Dallas—Ensuring that antidepressants (ADs) prescribed to ischemic stroke survivors are safe can be challenging for pharmacists and other healthcare professionals.

The concern is that the use of ADs in the selective serotonin reuptake inhibitor (SSRI) or serotonin-norepinephrine reuptake inhibitor (SNRI) classes might increase the risk of hemorrhagic stroke or other serious bleeding events, especially in patients taking anticoagulant (AC) medications.

Those apprehensions led to a new study from the University of Texas Southwestern Medical Center in Dallas. The abstract is scheduled to be presented at the American Stroke Association’s International Stroke Conference 2024, February 7–9, 2024, in Phoenix, Arizona. The researchers found that most stroke survivors were able to safely take the two types of common ADs.

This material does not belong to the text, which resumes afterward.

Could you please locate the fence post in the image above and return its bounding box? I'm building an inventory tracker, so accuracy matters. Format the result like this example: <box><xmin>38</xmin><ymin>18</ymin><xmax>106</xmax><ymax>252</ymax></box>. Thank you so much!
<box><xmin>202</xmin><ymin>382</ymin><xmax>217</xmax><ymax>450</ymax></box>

On the other hand, patients taking ADs in combination with dual antiplatelet therapy (DAPT) had an increased risk of bleeding, and ADs from classes other than SSRI or SNRI increased the risk of serious bleeding events by 15% compared with the more commonly used ADs.

“Mental health conditions, such as depression and anxiety, are very common yet treatable conditions that may develop after a stroke. Our results should reassure clinicians that for most stroke survivors, it is safe to prescribe SSRI and/or SNRI antidepressants early after stroke to treat post-stroke depression and anxiety, which may help optimize their patients’ recovery,” said study lead author Kent P. Simmonds, DO, PhD, a third-year physical medicine and rehabilitation resident at the University of Texas Southwestern Medical Center. “However, caution is needed when considering the risk-benefit profile for stroke patients receiving dual antiplatelet therapy because we did find an increased risk of bleeding among this group.”

Background information in the study noted that SSRI/SNRIs are associated with improved stroke recovery, although some clinicians withhold the medications because of bleeding concerns.

The authors explained that their objections were to quantify the association between early initiation of SSRI/SNRIs and adverse bleeding events among acute ischemic stroke (IS) patients, determine bleeding risks among patients receiving anticoagulation or DAPT, and evaluate bleeding risks between AD classes.

To do that, the study team identified more than 666,000 medication-naïve, first-time IS patients from the medical records of 70 healthcare organizations from 2003 to 2023. The more than 600,000 patients without ADs were considered “No AD.” The 35,631 patients who were started on ADs within 3 months of the indexed stroke were classified as “SSRI/SNRI”; those receiving mirtazapine, bupropion, trazodone, or tricyclic ADs—totaling 23,241—were classified as “Other AD.”

The primary outcome was defined as the 1-year risk of major bleeding events such as gastrointestinal/intracranial or shock. Secondary outcomes were considered to be hemorrhagic stroke (HS), fall, and death.

The results indicated that early use of SSRI/SNRIs (vs. No ADs) was not associated with an increased risk of a major bleed for all patients based on 35,557 matched pairs or among patients on AC, with 7,672 matched pairs. “However, concurrent use of SSRI/SNRIs and DAPT was associated with a 29% increased risk of HS (RR: 1.29, 95% CI: 1.11-1.50, n = 8,381 matched pairs),” the study pointed out. “Among patients on ADs, bleed risks were higher for use of ‘Other ADs’ vs. ‘SSRI/SNRIs’ (n = 21,810 matched pairs).”

The authors advised that “SSRI/SNRIs treat post-stroke depression, promote functional recovery and are generally safe to start during the early stages of recovery for patients with IS. However, an increased risk of HS should be considered when starting ADs among patients on DAPT.”

Dr. Simmonds noted that “maximizing rehabilitation early after a stroke is essential because recovery is somewhat time-dependent, and most functional gains occur during the first few months after a stroke. Fortunately, dual antiplatelet therapy is often administered for 14, 30 or 90 days, so, when indicated, clinicians may not need to withhold antidepressant medications for prolonged periods of time.”

The authors call for future research to investigate the risk of bleeding associated with the use of ADs and anxiety medications among patients with hemorrhagic or bleeding stroke.

The content contained in this article is for informational purposes only. The content is not intended to be a substitute for professional advice. Reliance on any information provided in this article is solely at your own risk.